米財務省、ハマスがテロ資金調達に暗号資産利用との主張を撤回

Hamas_133545982_m_normal_none.jpg

 米財務省のブライアン・ネルソン次官(テロ・金融インテリジェンス担当)が、下院金融サービス委員会での証言で、メディアと連邦議員らが、ハマスがテロ活動資金調達に暗号資産(仮想通貨)を利用しているという報道を誇張していたと認めた。

 14日の公聴会では、ハマスが暗号資産を使って「多額の資金」を調達しているとするWSJ(ウォール・ストリート・ジャーナル)の報道への言及があった。暗号資産に懐疑的な連邦議員らは、業界への監視強化を主張する口実としてこの報道を利用した。

 しかし、共和党のトム・エマー議員の質問に対し、ネルソン氏は「広く報じられている金額に比べて、ハマスが利用している暗号資産は比較的少額だ」というエマー氏の主張を認めた。

 ネルソン氏は続けて自身の言葉で、「実のところ、テロリストは依然として伝統的な商品やサービスを好んで利用している」と明言した。

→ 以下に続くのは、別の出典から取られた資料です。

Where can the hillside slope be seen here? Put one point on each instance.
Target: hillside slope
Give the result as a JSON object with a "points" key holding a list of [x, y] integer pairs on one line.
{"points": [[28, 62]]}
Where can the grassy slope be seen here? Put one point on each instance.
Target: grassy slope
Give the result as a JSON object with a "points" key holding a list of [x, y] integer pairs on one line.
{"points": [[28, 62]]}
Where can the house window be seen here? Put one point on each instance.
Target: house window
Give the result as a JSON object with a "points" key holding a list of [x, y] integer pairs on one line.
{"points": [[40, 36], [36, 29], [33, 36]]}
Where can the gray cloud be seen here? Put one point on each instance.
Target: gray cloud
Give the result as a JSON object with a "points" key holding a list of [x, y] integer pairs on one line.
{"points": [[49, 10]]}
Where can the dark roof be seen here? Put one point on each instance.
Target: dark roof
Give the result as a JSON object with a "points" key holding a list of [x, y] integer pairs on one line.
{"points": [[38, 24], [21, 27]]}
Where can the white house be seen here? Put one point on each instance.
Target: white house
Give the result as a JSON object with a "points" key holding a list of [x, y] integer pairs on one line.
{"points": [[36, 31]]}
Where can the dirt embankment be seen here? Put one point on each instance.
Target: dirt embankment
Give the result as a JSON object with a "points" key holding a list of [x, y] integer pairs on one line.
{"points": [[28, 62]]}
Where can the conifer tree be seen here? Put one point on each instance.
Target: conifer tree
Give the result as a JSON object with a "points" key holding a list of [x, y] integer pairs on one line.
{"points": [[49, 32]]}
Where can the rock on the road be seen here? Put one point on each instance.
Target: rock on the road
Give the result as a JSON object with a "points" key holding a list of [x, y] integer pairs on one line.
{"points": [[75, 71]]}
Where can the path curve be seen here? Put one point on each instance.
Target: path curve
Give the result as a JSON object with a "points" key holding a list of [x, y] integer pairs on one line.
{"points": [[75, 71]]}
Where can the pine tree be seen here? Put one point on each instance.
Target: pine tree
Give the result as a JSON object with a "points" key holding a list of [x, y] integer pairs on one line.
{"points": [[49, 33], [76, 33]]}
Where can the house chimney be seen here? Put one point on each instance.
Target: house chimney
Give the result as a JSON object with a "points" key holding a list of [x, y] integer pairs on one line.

 このWSJの失態は、調査対象のウォレットの総額から、ハマスとイスラム聖戦への資金流入を分離し忘れたデータを、誤って解釈したことが原因だ。

 テロ組織に渡った具体的な金額を問われたネルソン氏は、「正確な数字や見込値については、極秘での話はできると思う。彼らが依存している暗号資産サービス事業者や、彼らが以前から依存している暗号資産を利用する傾向がある金融業者を特定する上で、良い仕事をしたと考えている」と返答した。

 エマー氏は続けてネルソン氏を詰問し、「一部の上院議員が(WSJの失態に)基づいて文字通りこの国のイノベーションを破壊する法案を起草しようとしている」ため、財務省には記録を公表する義務があると述べた。

●テロリズムと人身売買:暗号資産の暗黒街

 WSJの誤解は別として、暗号資産は犯罪経済を促進する役割を果たしている。

 メディアや米国政府の暗号資産批判者はハマスとの繋がりを誇張しているが、それは依然として存在している。米財務省の24年国家リスク評価によると、世界中のマネーロンダリングやテロ活動における暗号資産の役割は増大している。

 ハマスによる23年10月7日のイスラエル攻撃の被害者の一部の家族は、この武装勢力の資金移動を助ける役割を果たしたとしてバイナンスを訴えている。

 米国の検察も、KYC(顧客確認)及びAML(マネーロンダリング対策)ポリシーが不十分だったとしてバイナンスとチャンポン・ジャオ元CEO(最高経営責任者)を提訴し、アルカイダ、ISIS、児童ポルノ製作者、そして世界中の様々な制裁対象者が同取引所を通じて資金を洗浄していると主張した。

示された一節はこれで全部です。